Durante esta experiencia y a lo largo de su vida ella conoció a muchas mujeres comerciantes. En el Perú, 7 de cada 10 mujeres que trabajan lo hacen de manera informal, según el INEI, y uno de los motivos más importantes se debe a que la informalidad permite una flexibilidad de horarios que otros trabajos no ofrecen. “El que haya más mujeres microempresarias e informales que prefieren autoempleo se da porque no conseguimos un trabajo donde podamos atender a nuestros hijos y hogares. Cuando una mujer se convierte en madre todo cambia”, comenta Vanessa.
Dentro de lo que ha podido ver en estos años, sostiene que, en el caso de los varones se suelen ver padres que trabajan para mantenerse a sí mismos y otros que trabajan para mantener a la familia. “En el caso de las mujeres comerciantes, casi el 100% son mamás que trabajan para mantener a su familia. Ese fue el caso de la mía, que no tuvo una pareja que le diera ese soporte”, agrega.

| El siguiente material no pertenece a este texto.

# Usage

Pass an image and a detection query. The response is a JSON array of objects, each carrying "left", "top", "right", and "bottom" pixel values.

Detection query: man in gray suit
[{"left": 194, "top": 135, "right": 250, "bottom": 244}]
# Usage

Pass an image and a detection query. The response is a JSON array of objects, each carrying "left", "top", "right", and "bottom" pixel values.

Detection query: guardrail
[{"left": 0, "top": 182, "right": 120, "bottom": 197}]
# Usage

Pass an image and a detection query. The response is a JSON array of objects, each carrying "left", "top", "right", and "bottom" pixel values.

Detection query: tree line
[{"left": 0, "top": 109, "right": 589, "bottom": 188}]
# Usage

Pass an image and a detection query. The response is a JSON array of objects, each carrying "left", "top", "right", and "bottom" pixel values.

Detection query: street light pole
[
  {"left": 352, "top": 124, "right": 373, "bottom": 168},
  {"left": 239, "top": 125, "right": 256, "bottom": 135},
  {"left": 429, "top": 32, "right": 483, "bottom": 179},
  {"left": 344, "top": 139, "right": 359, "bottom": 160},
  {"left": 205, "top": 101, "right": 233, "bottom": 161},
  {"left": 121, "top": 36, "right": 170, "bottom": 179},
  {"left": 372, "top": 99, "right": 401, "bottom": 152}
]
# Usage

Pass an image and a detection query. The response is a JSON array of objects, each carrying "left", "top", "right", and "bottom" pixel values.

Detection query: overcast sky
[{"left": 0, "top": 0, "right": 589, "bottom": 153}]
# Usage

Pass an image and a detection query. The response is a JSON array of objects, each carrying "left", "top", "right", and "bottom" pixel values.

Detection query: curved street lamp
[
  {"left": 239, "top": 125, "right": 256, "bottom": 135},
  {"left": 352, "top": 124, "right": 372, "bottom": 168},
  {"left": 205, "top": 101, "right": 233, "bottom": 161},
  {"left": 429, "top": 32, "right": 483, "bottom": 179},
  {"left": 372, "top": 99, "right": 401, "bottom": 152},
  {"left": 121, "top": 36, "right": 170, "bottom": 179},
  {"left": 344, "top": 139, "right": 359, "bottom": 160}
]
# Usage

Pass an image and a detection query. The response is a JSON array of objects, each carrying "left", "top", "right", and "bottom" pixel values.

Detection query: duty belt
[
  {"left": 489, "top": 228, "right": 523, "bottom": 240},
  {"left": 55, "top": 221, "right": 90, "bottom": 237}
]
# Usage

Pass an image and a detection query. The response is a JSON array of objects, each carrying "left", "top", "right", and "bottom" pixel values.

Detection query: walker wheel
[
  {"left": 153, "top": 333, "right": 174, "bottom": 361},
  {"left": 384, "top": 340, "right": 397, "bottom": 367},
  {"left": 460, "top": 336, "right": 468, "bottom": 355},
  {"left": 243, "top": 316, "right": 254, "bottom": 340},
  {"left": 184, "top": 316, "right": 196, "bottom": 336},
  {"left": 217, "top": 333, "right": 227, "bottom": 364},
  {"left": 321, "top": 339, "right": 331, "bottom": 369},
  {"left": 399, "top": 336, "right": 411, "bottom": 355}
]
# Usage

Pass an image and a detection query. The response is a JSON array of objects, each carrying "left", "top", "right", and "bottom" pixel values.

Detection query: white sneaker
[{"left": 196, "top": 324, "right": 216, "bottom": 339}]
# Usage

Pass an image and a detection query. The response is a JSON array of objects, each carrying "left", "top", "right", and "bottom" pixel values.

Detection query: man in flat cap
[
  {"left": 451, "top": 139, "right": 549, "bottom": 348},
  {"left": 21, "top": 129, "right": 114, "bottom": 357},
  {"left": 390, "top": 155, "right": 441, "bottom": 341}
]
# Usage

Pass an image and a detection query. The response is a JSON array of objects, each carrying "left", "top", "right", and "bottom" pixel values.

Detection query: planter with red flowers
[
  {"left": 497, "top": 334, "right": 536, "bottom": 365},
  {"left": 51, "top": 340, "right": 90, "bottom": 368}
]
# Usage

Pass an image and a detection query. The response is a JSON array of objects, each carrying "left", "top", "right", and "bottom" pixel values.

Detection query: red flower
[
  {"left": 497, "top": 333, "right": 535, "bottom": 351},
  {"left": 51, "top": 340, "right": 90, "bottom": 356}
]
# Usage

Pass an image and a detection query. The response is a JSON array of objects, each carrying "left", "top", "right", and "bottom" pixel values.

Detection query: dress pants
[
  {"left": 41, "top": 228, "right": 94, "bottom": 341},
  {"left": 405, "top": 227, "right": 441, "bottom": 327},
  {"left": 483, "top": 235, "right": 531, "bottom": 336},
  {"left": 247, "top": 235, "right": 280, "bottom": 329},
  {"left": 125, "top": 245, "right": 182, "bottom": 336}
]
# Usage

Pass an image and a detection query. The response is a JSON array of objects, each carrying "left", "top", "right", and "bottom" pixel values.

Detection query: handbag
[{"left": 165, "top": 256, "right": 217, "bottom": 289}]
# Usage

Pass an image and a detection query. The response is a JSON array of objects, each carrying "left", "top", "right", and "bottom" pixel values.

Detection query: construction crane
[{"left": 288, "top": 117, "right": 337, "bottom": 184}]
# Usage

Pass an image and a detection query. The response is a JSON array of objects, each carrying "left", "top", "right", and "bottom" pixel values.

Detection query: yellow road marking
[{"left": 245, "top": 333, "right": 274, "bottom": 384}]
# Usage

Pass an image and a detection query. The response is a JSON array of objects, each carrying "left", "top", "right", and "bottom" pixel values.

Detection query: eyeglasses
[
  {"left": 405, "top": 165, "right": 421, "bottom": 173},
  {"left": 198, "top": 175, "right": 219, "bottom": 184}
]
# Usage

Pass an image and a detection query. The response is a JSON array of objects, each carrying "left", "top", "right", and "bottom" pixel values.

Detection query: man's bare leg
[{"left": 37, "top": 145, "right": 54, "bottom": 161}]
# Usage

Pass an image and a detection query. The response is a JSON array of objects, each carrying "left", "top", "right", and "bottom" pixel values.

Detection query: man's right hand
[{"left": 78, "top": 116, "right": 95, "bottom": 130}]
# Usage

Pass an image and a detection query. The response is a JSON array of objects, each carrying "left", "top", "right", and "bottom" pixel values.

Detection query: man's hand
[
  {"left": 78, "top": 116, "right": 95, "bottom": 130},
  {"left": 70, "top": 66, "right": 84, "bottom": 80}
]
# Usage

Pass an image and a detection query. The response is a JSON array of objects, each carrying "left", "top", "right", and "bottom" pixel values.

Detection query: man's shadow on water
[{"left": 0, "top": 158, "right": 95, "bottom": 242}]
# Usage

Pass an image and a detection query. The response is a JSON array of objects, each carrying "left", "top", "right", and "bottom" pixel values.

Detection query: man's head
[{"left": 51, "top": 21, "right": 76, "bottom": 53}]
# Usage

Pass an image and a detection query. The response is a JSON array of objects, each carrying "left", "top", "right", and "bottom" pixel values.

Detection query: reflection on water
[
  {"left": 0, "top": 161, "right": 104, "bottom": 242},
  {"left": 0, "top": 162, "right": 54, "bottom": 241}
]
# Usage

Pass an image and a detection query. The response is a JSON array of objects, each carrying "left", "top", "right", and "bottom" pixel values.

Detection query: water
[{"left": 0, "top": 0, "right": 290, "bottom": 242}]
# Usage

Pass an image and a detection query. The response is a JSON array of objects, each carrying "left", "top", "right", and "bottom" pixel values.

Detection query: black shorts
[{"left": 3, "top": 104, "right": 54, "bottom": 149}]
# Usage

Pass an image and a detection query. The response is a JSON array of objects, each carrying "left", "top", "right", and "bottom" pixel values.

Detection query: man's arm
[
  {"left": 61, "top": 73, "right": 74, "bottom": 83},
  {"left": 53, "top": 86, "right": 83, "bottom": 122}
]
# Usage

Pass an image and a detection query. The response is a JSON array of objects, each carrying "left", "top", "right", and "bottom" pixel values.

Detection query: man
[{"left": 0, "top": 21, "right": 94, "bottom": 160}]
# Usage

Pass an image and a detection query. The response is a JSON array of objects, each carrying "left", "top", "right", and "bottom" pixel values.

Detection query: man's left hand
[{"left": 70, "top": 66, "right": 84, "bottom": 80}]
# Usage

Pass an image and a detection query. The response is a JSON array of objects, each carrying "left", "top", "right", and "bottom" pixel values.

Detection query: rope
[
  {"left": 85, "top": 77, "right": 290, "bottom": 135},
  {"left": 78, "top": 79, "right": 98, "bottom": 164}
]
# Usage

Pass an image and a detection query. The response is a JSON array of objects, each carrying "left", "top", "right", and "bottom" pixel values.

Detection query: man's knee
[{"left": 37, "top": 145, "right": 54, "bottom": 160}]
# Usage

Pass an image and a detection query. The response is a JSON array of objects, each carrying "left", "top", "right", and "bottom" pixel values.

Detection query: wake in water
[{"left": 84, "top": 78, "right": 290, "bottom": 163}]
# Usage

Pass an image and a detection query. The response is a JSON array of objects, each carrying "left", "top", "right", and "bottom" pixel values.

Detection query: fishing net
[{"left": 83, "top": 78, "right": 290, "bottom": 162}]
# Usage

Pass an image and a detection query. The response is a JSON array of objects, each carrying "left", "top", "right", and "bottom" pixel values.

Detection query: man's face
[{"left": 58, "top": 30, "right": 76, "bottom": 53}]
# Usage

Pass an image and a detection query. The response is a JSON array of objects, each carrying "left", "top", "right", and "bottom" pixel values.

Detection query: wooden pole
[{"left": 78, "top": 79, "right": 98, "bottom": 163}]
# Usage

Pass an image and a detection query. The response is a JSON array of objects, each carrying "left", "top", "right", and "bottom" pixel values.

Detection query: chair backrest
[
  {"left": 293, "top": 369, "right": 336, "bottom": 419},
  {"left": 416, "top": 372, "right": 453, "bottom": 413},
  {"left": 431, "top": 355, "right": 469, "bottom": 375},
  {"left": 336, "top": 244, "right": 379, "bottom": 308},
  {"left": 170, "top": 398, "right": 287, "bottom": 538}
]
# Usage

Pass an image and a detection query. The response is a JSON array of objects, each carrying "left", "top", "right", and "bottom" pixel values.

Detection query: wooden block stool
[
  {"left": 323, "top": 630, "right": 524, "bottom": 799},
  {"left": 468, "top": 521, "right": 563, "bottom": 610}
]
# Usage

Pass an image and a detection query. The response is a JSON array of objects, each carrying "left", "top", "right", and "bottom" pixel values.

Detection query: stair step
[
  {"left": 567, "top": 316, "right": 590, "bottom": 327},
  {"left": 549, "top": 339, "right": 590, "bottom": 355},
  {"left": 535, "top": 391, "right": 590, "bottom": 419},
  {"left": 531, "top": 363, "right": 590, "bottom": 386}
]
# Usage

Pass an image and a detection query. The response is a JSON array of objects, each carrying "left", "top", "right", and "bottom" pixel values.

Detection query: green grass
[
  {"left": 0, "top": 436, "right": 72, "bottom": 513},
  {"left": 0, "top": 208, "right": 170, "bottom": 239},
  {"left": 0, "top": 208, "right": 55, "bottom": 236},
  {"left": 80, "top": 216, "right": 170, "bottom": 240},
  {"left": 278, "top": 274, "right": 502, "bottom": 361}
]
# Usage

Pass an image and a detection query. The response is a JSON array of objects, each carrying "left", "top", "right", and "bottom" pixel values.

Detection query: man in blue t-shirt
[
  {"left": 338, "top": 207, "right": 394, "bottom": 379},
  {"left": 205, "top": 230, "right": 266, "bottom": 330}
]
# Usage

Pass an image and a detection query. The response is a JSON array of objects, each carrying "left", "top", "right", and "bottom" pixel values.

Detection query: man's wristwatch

Amor propio para enfrentar las dificultades
Si bien, Vanessa ayudaba de vez en cuando a su mamá a gestionar los negocios que tenía, las cosas no fueron bien y tuvo que cerrar la tiendita en el Centro de Lima tras un alza en el precio del alquiler. La preocupación y el estrés ocasionado por este cierre hicieron que empeorara la diabetes emotiva que le diagnosticaron a Gladys dos meses después del atentado.
“Quiero un pollito a la brasa con una Inka Kola helada”, fue lo que dijo antes de entrar a su última operación. Vanessa recuerda la ocurrencia de su mamá con una sonrisa en el rostro. Al salir, su cuerpo rechazó la intervención y falleció en el 2015 a los 59 años. Los últimos recuerdos que tiene Vanessa de su madre son las caminatas y conversaciones a la medianoche, hora en la que ella regresaba de estudiar.
La enseñanza que le dejó desde que era adolescente es algo que Vanessa ahora lleva como un mantra. “Algo esencial que toda mujer debería tener para salir adelante y sobrellevar las dificultades es el amor propio. Te lo digo desde mi propia experiencia, antes yo me sentía el patito feo, pero una mujer que se ama a sí misma, que sabe lo que vale y que tiene el autoestima alta es capaz de romper estereotipos, romper murallas y lograr sus objetivos”, asegura.
Hoy Vanessa es ingeniera económica, está casada y tiene dos hijas pequeñas, una de seis años y otra de dos. Trabaja en el programa Parlamento Universitario dentro del Congreso de la República y busca fomentar la participación ciudadana. Sigue siendo una acérrima defensora de la paz y no pierde oportunidad para enseñar a los más jóvenes cómo se vivió el terrorismo en nuestro país. Pero ya no hace el ejercicio de mirarse al espejo todas las mañanas, sonreír y decirse lo mucho que se quiere. “Ya no lo hago porque ya lo sé”, dice. Su madre, esa mujer coraje que le dio grandes lecciones en vida, debe sonreír desde donde esté al ver que logró que su hija aprendiera lo que todas deben aprender desde pequeñas: a amarse a sí mismas.